Reading kicked off their home clash with Hull City in a 3-5-2: Rafael; Gunter, Morrison, Moore, Blackett, Obita; Pele, Swift, Ejaria; Baldock, Meite.
With 120 minutes (plus penalties) being played in midweek, Reading were looking considerably lethargic all throughout their clash with the Tigers. Reading looked to take the game to a Hull side reeling from the losses of both Jarrod Bowen and Kamil Grosicki, not to mention coming off the back off a 1-5 defeat to Brentford.
Mark Bowen reverted to three centre backs with wing backs, and Reading once again struggled in the wide areas, with both full backs unable to effectively beat their men (while also being doubled or tripled up on to prevent the cross). This was partially improved in the second period, with Blackett offering an overlapping threat on the left wing.
Most of the home side’s attacks came through the middle, with an array of passes into congested areas in the hope of a dummy or flick to get a forward in on goal. Sam Despite Baldock’s high pressure on the Hull defence and a few Tigers slip ups, they managed to get into the break level while only threatening with a few attempts on the counter.
In the second period, after a switch to a back four, Reading found the breakthrough thanks to some patient passing round the box, ending with Swift sliding in Obita, who fired home at the near post. Apart from leading to the opening goal, Reading struggled to create too many more clear-cut opportunities with an effort from Ejaria after fantastically fashioning space for himself the closest they came to doubling their advantage.
Hull’s best player on the pitch by far was Peterborough loanee Marcus Maddison, who gave the visitors their main threat going forwards.

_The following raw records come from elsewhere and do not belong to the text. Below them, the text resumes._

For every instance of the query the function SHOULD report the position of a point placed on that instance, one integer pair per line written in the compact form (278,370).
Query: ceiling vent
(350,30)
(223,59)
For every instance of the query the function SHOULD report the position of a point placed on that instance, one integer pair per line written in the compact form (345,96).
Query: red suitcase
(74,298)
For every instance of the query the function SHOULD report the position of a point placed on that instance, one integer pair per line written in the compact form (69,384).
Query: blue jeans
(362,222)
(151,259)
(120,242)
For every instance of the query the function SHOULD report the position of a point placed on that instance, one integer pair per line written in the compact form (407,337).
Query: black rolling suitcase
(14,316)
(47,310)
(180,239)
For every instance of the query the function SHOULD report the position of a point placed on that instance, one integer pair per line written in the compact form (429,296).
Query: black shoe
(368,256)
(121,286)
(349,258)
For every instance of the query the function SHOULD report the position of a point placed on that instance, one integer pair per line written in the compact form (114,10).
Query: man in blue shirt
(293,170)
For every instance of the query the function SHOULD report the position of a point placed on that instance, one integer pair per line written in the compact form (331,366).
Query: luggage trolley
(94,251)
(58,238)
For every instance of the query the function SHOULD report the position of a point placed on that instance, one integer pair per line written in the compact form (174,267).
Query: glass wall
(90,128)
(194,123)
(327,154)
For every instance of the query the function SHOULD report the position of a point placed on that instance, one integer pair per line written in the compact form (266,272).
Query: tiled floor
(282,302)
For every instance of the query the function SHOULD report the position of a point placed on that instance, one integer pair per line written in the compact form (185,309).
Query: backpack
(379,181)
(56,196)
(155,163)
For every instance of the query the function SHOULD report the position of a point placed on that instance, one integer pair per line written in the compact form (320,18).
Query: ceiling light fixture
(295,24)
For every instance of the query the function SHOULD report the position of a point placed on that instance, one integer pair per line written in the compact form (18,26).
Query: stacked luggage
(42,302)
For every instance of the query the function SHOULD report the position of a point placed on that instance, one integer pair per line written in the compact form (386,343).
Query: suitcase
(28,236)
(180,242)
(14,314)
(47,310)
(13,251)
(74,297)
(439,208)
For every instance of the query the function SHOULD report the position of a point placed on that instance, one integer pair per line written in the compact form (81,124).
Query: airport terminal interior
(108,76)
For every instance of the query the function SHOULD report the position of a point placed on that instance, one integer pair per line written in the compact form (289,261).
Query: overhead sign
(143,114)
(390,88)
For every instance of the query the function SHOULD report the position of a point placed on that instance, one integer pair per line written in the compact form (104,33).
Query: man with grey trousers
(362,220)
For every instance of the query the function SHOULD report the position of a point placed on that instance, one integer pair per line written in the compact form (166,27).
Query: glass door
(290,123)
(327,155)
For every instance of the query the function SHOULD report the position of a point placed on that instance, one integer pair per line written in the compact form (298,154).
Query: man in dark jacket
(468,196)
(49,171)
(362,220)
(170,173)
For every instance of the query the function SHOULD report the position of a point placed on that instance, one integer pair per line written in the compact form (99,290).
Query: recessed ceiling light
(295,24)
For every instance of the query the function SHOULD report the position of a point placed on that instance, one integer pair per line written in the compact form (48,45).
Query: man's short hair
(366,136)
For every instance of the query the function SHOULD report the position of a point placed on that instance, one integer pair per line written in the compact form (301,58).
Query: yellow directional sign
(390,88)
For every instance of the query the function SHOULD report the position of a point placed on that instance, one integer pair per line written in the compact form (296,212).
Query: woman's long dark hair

Thanks to a deflected Mallik Wilks effort, Hull claimed an undeserved point and from then on, only the visitors threatened, led by the impressive Maddison.
New signing Felipe Araruna impressed throughout at right back, helping to create a good chance for Sam Baldock, after replacing the injured Gunter midway through the first half. Managing to switch positions at time with John Swift, the two linked up well but struggled for support down the right side, with neither able to beat a man for pace.
With Bowen making all three substitutes before the equaliser, the plan was seemingly to see the game out rather than push for a second, and was understandable given the side’s cup exploits in midweek. However, some poor defending in which none of the three centre halves pressed Wilks to prevent him from getting a shot away undid the Royals in a game in which Rafael did not have to exert himself too strenuously. With Reading perhaps unfortunate to not see out the win, pressure mounts on the side to get a result against West Brom in midweek.